Epidemiology
In developed countries, the reported incidence of peripheral bone infection is about 2% per year.[1] Surgical care of open or closed fractures may increase this incidence.[1]
A study in the US showed that the overall age- and sex-adjusted annual incidence of osteomyelitis was 21.8 cases per 100,000 person-years between 1969 and 2009. The annual incidence was higher for men than for women and increased with age.[6] During the study period, incidence rates remained stable among children and younger adults (<50 years) but almost tripled among older adults, mostly driven by an increase in diabetes-related cases. The incidence of diabetes-related osteomyelitis quadrupled over the three decades of investigations.[6]
Risk factors
Patients may present with an acute exacerbation of a chronic osteomyelitis. Relapse of infection may occur in the same site (bone) weeks to years after apparently successful treatment of the initial infection, particularly in older patients.[4]
Bacteria can enter through an open fracture site or a wound that penetrates down to bone (e.g., stab wound).[23] The risk depends on the the severity of injury (higher risk of surgical infections with open proximal femoral and tibial fractures and proximal humeral fractures), the degree of bacterial contamination, the timing and adequacy of surgical debridement, and the timing and administration of antibiotics.[24] Soft-tissue stripping may leave devitalised bone and soft tissues that may become infected. Fracture fixation can also become infected.[25] Delays to initial debridement (or inadequate debridement), not being given appropriate antibiotic prophylaxis, or delays in definitive soft-tissue cover are risk factors for subsequent infection.[25] In patients with open extremity fractures, a delay to debridement increases the rate of deep infection in patients with higher-grade injuries.[26][27]
Because of the high likelihood of bacteraemia during non-sterile self-injection techniques, bone infections can occur in intravenous drug misusers. The commonest pathogen is Staphylococcus aureus but pathogens such as Pseudomonas aeruginosa are also implicated (classically in the spine and sacroiliac joints).[8] Injecting drug users are susceptible to skeletal infections in uncommon places such as the sternoclavicular and sacroiliac joints or the pubic symphysis.[28][29] Infections of the sternoclavicular and sacroiliac joints may result, in part, from injecting in high-risk areas such as the jugular vein (termed a ‘pocket shot’) and femoral vein (known as a ‘groin hit’).[28] Such musculoskeletal infections are also more likely to be polymicrobial or anaerobic, especially if the injecting drug user contaminates the injection site, equipment, or drugs with saliva.[28]
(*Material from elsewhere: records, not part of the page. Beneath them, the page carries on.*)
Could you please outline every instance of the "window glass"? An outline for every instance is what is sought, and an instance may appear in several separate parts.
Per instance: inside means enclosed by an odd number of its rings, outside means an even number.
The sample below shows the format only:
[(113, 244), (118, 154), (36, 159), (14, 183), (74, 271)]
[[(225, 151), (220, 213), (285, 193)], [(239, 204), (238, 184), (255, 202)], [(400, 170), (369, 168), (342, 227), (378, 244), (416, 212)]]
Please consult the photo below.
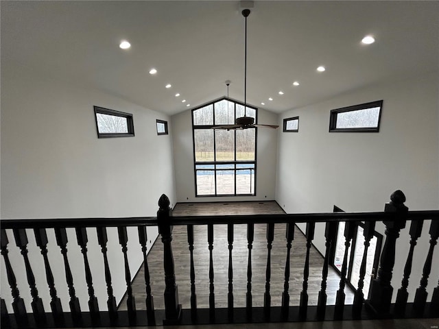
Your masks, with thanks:
[(167, 135), (167, 121), (156, 120), (158, 135)]
[[(234, 125), (235, 111), (244, 115), (226, 99), (192, 110), (197, 197), (255, 195), (256, 129), (213, 129)], [(247, 116), (256, 119), (257, 109), (248, 107)]]
[(192, 113), (194, 125), (213, 124), (213, 106), (212, 104), (195, 110)]
[(331, 111), (329, 132), (378, 132), (383, 101)]
[(235, 194), (235, 170), (217, 170), (217, 194)]
[(254, 164), (236, 166), (236, 194), (254, 194)]
[(213, 161), (213, 130), (196, 129), (193, 132), (195, 161)]
[(215, 130), (217, 161), (235, 160), (235, 130)]
[(226, 99), (215, 103), (215, 124), (233, 125), (235, 123), (235, 106)]
[(244, 129), (236, 130), (237, 161), (254, 160), (256, 130)]
[(98, 106), (93, 108), (98, 138), (134, 135), (132, 114)]
[(256, 110), (247, 106), (246, 111), (244, 111), (244, 105), (237, 103), (236, 104), (236, 117), (240, 118), (241, 117), (244, 117), (244, 114), (246, 114), (246, 117), (251, 117), (252, 118), (254, 118), (254, 122), (256, 123)]
[(378, 126), (380, 108), (365, 108), (337, 114), (336, 128), (370, 128)]
[(195, 166), (197, 195), (215, 195), (214, 168), (213, 164), (197, 164)]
Foot infections occur frequently in patients with diabetes. Acute infections usually follow minor trauma and dramatically increase the risk of amputation. Chronic infection may be associated with ulceration as a result of changes in foot biomechanics and peripheral neuropathy.[30] See Diabetes-related foot disease.
With a weakening immune system, the risk of osteomyelitis increases.[1]
Surgical site infections are common following surgery for injuries such as open fractures, bullet wounds, knife wounds, and lacerations.[31]
Contamination of local bones in the operative field during surgery can lead to osteomyelitis, or prosthetic implant infections (which can be non orthopaedic).
For example, sternal osteomyelitis is a complication of acute mediastinitis associated with coronary artery bypass surgery and harvesting of the internal mammary artery, which can lead to sternal ischaemia.[32]
Haematogenous osteomyelitis is seen in patients with distant foci of infection, such as those with infected urinary catheters.
Periodontal abscess can result in osteomyelitis of the mandible, which is more susceptible to osteomyelitis than the maxilla because the cortical plates of the mandible are thin and its medullary tissues have relatively poor vascular supply.[33]
Bone and joint infections are common complications of sickle cell disease, occurring in more than 10% of patients.[34][35][36] Long bones are the most common sites of infection, predominantly in paediatric patients and young adults.[37] Sickle cell anaemia is often associated with adult haematogenous osteomyelitis. Osteomyelitis may mimic a sickle cell crisis in these patients; therefore, culture results are important to establish the diagnosis and to determine the pathogen (which is often atypical).[37] The most commonly isolated pathogens are Salmonella and Staphylococcus aureus.[34]
As an autoimmune disease, rheumatoid arthritis increases the risk of osteomyelitis.[1]
As a chronic condition, chronic kidney disease increases the risk of osteomyelitis.
Risk of osteomyelitis increases in patients who are immunocompromised due to HIV or autoimmune diseases, chemotherapy, or immunosuppressive treatment, and in those who misuse drugs or alcohol.[1]